The frequency of infection and the number of deaths due to malaria are staggering with over 200 million cases each year, and nearly one million deaths, mostly among children. While the symptoms of malaria can be quite severe, asymptomatic malaria cases account for ~50-90% of infections. Asymptomatic malaria can last for months, and contributes to propagation of disease as these individuals remain infectious to the mosquito vector. These cases also complicate eradication efforts as the number of parasites circulating in the blood frequently falls below the limit of detection of blood smears, the gold standard for malaria diagnostics. Here, our goal is to develop a method to cryogenically enrich parasites from blood to enhance the sensitivity of microscopy and enable identification of parasites among asymptomatic individuals. One confounding factor in cryobiology is that each unique cell line requires its own unique cryopreservation protocol. This is particularly troublesome for the cryopreservation of non-homogenous cells and tissues. Here, our goal is to exploit this principle of low temperature biology in order to selectively cryopreserve malaria parasites while destroying uninfected blood cells, thereby achieving a `cryogenic enrichment' to enhance microscopic detection of low-parasitemia infections. Throughout this proposal, emphasis is given to methods that are low-cost, simple and easy to implement into the existing infrastructure to ensure smooth translation to point-of-care.
In Specific Aim 1, we will optimize the cryogenic enrichment protocol to improve the morphology, recovery and purity of malaria parasites. This will be achieved by quantifying the transport properties of a range of cryoprotectants in purified blood cells (i.e. uninfected erythrocytes, leukocytes and malaria parasites) to identify conditions where optimal permeability (and hence cell protection during cryopreservation) occurs in parasites, but not for other blood cells.

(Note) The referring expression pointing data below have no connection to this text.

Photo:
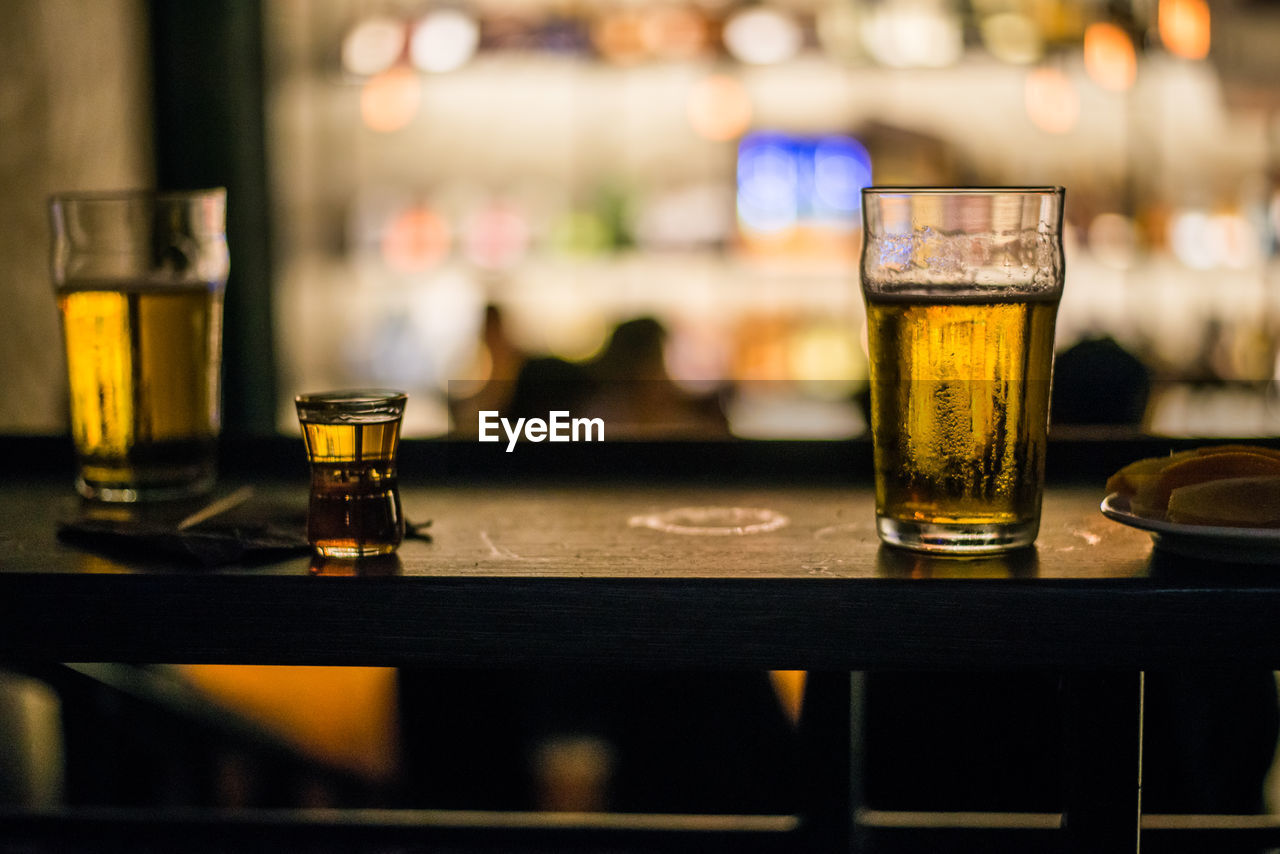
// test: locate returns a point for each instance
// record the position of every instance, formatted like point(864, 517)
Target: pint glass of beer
point(351, 441)
point(140, 281)
point(961, 290)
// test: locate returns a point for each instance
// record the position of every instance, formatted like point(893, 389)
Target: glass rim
point(352, 401)
point(918, 190)
point(136, 193)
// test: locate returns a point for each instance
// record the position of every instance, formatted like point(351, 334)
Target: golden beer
point(961, 287)
point(140, 278)
point(144, 374)
point(351, 442)
point(960, 411)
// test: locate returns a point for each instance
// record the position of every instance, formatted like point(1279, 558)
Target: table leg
point(1102, 761)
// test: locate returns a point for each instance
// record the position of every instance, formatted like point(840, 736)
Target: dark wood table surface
point(519, 575)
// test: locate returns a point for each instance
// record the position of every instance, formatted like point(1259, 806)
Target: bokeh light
point(913, 33)
point(762, 36)
point(673, 32)
point(1184, 27)
point(1109, 56)
point(443, 40)
point(784, 179)
point(841, 168)
point(1206, 241)
point(416, 240)
point(389, 100)
point(768, 183)
point(1011, 37)
point(1114, 241)
point(373, 45)
point(496, 237)
point(1052, 103)
point(720, 108)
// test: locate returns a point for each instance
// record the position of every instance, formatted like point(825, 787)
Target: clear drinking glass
point(961, 290)
point(351, 441)
point(140, 278)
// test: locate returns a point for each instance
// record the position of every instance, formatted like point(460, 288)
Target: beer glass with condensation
point(961, 290)
point(140, 278)
point(351, 442)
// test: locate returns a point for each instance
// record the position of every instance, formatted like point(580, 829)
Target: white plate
point(1211, 542)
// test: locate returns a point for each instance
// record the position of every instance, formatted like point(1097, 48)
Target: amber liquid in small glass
point(355, 508)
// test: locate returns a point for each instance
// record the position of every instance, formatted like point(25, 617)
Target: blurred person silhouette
point(1096, 380)
point(635, 396)
point(502, 361)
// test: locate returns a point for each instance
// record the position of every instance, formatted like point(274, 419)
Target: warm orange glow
point(620, 37)
point(416, 241)
point(1109, 56)
point(389, 100)
point(344, 716)
point(673, 32)
point(720, 108)
point(1184, 27)
point(1052, 103)
point(789, 688)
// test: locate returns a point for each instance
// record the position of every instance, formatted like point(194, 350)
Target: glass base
point(124, 493)
point(958, 539)
point(351, 552)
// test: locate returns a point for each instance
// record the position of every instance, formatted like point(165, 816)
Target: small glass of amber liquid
point(351, 439)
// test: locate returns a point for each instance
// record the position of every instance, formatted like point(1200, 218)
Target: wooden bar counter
point(694, 563)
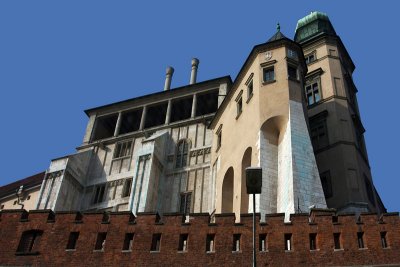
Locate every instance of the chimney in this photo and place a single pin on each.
(193, 74)
(168, 77)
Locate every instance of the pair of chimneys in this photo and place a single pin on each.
(170, 71)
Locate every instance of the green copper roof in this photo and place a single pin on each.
(312, 25)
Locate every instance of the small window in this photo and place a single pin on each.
(236, 243)
(99, 193)
(73, 238)
(262, 242)
(185, 203)
(183, 242)
(313, 241)
(29, 242)
(156, 242)
(128, 241)
(126, 192)
(268, 74)
(210, 243)
(292, 72)
(360, 239)
(288, 242)
(383, 240)
(122, 149)
(101, 241)
(336, 240)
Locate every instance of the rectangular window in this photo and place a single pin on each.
(99, 193)
(313, 94)
(101, 241)
(383, 240)
(128, 241)
(292, 72)
(262, 242)
(185, 203)
(236, 242)
(268, 74)
(336, 240)
(183, 242)
(156, 242)
(29, 241)
(73, 238)
(288, 242)
(210, 243)
(313, 241)
(122, 149)
(360, 239)
(326, 184)
(126, 192)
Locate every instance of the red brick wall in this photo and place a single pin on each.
(52, 243)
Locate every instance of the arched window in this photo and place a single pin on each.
(182, 154)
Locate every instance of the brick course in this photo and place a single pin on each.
(53, 242)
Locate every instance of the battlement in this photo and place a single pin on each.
(42, 237)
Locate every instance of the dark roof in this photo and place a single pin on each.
(28, 182)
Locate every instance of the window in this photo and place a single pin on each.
(292, 72)
(126, 192)
(210, 243)
(288, 242)
(183, 241)
(156, 242)
(326, 184)
(29, 242)
(185, 203)
(313, 241)
(360, 239)
(268, 74)
(312, 93)
(99, 193)
(128, 241)
(336, 240)
(262, 243)
(122, 149)
(236, 243)
(383, 240)
(182, 154)
(319, 133)
(73, 238)
(101, 241)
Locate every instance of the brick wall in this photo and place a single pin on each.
(56, 228)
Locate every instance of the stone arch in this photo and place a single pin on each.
(227, 191)
(244, 199)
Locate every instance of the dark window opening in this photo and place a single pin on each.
(326, 182)
(262, 243)
(210, 243)
(104, 127)
(156, 242)
(155, 115)
(360, 239)
(101, 241)
(288, 242)
(313, 241)
(207, 103)
(181, 109)
(128, 241)
(73, 238)
(130, 121)
(236, 242)
(29, 242)
(183, 242)
(336, 240)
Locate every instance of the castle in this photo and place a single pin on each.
(292, 110)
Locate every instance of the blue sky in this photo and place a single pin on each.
(58, 58)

In Specific Aim 2, we will determine the feasibility of cryogenic enrichment for field implementation based upon i) cooling requirements for freezing cells, ii) scalability and sensitivity and iii) compatibility with alternative malaria diagnostic methods. Our ultimate goal is to develop a simplified and sustainable cryogenic enrichment protocol to enhance the sensitivity of microscopy for malaria diagnosis in a manner that is readily accessible to labs and clinics worldwide.
Asymptomatic malaria cases account for 50-90% of infections and typically exhibit low-density parasitemia below the limit of detection for routine diagnostics and, as a result, represent a silent reservoir for malaria transmission. While microscopy is the gold standard for malaria diagnostics, the sensitivity of this method is limited and cannot reliably diagnose asymptomatic infections. This project aims to improve public health by enhancing the sensitivity of microscopy by cryogenic enrichment to enable the diagnosis of asymptomatic malaria. Cryogenic enrichment is achieved by selectively cryopreserving malaria parasites while destroying uninfected blood cells, thereby resulting in a cell volume enriched with parasites and thus more easily detectable by microscopy.